One of the parallels that is often drawn between the Old Testament and the New Testament is that between Issac and Jesus - both of whom are the only begotten sons of their fathers; both of whom were appointed as sacrifices. As Abraham raised a knife over his long-awaited son, the Romans raised hammers over God's beloved. There is no need to rehash all of the parallels here; they are well-documented.
There is one, however, which is often overlooked, and it is of vital importance to our full understanding of God:
Both Isaac and Jesus were second sons.
They were, to be sure, only-begottens, but they were still second sons. Isaac had an older half-brother named Ishmael, the son of his father Abraham and his mother's concubine, Hagar. And while you might say that Ishmael was begotten, since he was the seed of his father, it is the fertile womb of his mother that makes him otherwise. He was born outside of the covenant of marriage, and therefore, he was not legitimately begotten.
This is important, however, because it changes the dynamic of what happens on Mount Moriah. We always think what a tragedy it must have been for Abraham to be led into this situation, the heartbreak he must have felt holding a knife over his innocent child, the son he had so long waited for, the promised child who would continue his name. And all of this is true. But the tragedy of Mount Moriah is deepened by the tragedy of the wilderness. You see, a decade or so earlier, Abraham had lost his first son after being forced to send him away.

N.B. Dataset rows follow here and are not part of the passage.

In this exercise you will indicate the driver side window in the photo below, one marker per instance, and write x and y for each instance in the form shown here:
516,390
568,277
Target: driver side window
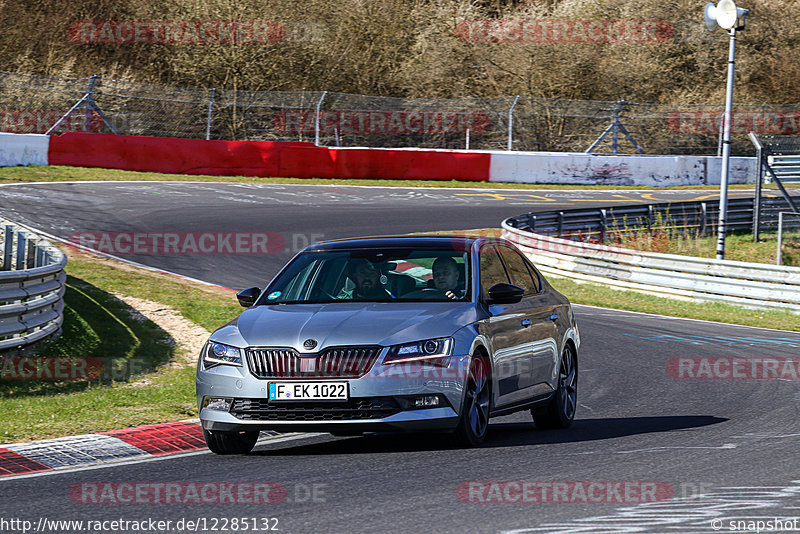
492,270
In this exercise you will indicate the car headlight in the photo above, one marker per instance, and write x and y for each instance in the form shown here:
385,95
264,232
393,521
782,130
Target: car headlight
429,349
219,354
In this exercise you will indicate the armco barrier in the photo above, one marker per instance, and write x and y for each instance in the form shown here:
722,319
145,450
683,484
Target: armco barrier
32,286
632,169
748,284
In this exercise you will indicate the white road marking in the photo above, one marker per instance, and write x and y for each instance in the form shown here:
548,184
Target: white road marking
118,463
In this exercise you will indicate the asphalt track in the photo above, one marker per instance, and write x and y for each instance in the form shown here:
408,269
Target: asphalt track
725,446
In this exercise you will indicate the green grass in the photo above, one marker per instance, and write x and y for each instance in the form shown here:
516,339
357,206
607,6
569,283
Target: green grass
136,387
57,173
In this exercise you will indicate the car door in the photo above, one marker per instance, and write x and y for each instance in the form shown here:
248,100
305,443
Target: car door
508,332
542,315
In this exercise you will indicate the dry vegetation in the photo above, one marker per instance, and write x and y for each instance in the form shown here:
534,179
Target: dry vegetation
411,48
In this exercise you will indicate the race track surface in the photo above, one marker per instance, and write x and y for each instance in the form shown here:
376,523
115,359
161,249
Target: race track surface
663,403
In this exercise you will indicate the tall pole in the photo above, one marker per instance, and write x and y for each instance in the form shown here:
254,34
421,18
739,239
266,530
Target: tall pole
726,148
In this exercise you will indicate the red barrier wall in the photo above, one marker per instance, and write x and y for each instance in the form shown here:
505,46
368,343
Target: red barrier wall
262,158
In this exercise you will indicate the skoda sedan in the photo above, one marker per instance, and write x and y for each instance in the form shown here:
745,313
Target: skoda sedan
401,333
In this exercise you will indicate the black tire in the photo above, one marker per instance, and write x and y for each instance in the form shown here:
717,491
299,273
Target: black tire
560,411
230,442
474,422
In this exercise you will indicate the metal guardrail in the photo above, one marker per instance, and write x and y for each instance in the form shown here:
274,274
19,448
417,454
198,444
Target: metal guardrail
786,168
604,224
743,283
32,284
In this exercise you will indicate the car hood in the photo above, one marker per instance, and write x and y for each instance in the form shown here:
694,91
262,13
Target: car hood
338,324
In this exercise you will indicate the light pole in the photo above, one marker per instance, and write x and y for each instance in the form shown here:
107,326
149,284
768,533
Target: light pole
729,17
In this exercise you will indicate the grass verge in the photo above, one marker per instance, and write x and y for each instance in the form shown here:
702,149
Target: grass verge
138,385
58,173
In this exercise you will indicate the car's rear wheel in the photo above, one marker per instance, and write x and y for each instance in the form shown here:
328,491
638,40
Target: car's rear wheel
230,442
560,411
474,422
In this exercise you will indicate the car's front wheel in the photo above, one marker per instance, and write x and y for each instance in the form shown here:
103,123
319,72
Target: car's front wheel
560,411
230,442
474,423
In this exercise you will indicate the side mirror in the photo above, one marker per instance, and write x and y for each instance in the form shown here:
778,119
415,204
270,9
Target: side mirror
503,293
248,297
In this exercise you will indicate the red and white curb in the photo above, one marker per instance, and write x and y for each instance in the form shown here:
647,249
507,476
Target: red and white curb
91,449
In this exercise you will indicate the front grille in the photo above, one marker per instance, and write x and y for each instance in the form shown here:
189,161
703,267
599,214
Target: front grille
335,362
365,408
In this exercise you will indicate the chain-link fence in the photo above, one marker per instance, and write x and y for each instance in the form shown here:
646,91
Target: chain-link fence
40,104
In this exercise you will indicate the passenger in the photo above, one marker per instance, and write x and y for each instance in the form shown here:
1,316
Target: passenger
445,276
367,280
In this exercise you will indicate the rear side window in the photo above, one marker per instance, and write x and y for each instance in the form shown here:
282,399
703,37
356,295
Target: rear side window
492,271
518,270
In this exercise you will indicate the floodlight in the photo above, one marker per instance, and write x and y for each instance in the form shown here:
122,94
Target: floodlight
710,17
728,14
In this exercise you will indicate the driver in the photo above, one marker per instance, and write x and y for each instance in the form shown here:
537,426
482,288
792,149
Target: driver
445,276
367,280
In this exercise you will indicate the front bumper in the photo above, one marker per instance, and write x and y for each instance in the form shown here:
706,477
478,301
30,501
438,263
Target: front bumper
376,400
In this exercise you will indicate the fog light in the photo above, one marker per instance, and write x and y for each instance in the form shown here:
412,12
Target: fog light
222,404
426,401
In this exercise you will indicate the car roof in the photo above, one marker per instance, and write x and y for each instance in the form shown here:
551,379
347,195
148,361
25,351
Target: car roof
418,241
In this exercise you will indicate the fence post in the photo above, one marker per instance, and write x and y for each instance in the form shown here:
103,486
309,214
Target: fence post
316,118
759,179
210,112
88,105
511,123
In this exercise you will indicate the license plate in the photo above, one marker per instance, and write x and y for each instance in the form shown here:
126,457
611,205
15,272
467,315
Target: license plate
295,391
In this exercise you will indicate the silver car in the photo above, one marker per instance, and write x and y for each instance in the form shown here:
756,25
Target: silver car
401,333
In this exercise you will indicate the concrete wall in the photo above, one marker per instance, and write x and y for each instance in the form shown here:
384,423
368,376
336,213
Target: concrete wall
588,169
23,149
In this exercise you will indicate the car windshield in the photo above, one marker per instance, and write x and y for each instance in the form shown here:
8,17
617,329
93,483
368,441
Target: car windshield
371,275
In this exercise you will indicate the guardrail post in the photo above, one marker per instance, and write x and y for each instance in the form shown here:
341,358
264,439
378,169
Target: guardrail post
759,180
20,264
779,256
532,221
8,247
39,256
210,112
603,226
30,256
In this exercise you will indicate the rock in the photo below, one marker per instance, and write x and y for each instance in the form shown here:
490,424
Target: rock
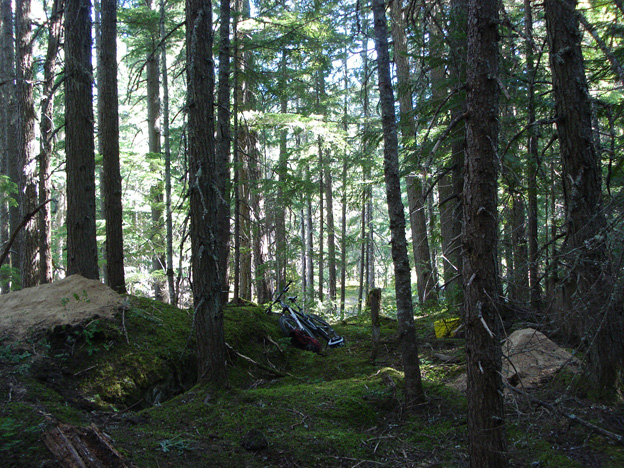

Abraham's sacrifice of his only-begotten dwells in deepest heartache because of the fate of his firstborn. He is on the verge of losing two sons, and there is no telling whether either one will ever come back to him.
The same can be said of God.
Jesus was God's only-begotten son; John 3:16 reminds us potently of this. But He was also a second son. He had an older half-brother named Adam, the work of His Father's hands. God formed Adam from the dust and breathed into Him the very breath of life. He was not begotten, not in the same sense that Jesus was, but the life of God flowed through him. And like Ishmael, Adam was brought into existence outside of covenant. (We do not see God form a covenant with His people until Abraham, ironically, where this parallel story begins to develop. That is no theological accident.)
We sort of understand some of this when we talk about the Cross, although we do not necessarily draw the importance from it that it is meant to have. God sent His Son.... yes, He did. And it was a tragedy. But the tragedy of Golgotha is deepened, again, by the tragedy of the wilderness. You see, long before the crucifixion, God had lost His first son after being forced to send him away. (Cast out of Eden, anyone?)
So as with Abraham, God's sacrifice of His only-begotten dwells in deepest heartache because of the fate of His first-formed. In the Cross, God lost His second son. He knew that Jesus was coming back to Him; that was never in question. But the question remained whether, even after all of this, He'd ever see His first-formed again. Would His first son, Adam (and by extension, mankind), come back to Him?
The parallels between Isaac and Jesus are well-known, and for good reason, but this is the one we always seem to miss. And in many ways, I think this adds a richness to the parallels that cannot, or should not, be ignored. These only-begottens are second sons.
The tragedy of their sacrifice is deepened by the wanderings of the firstborns.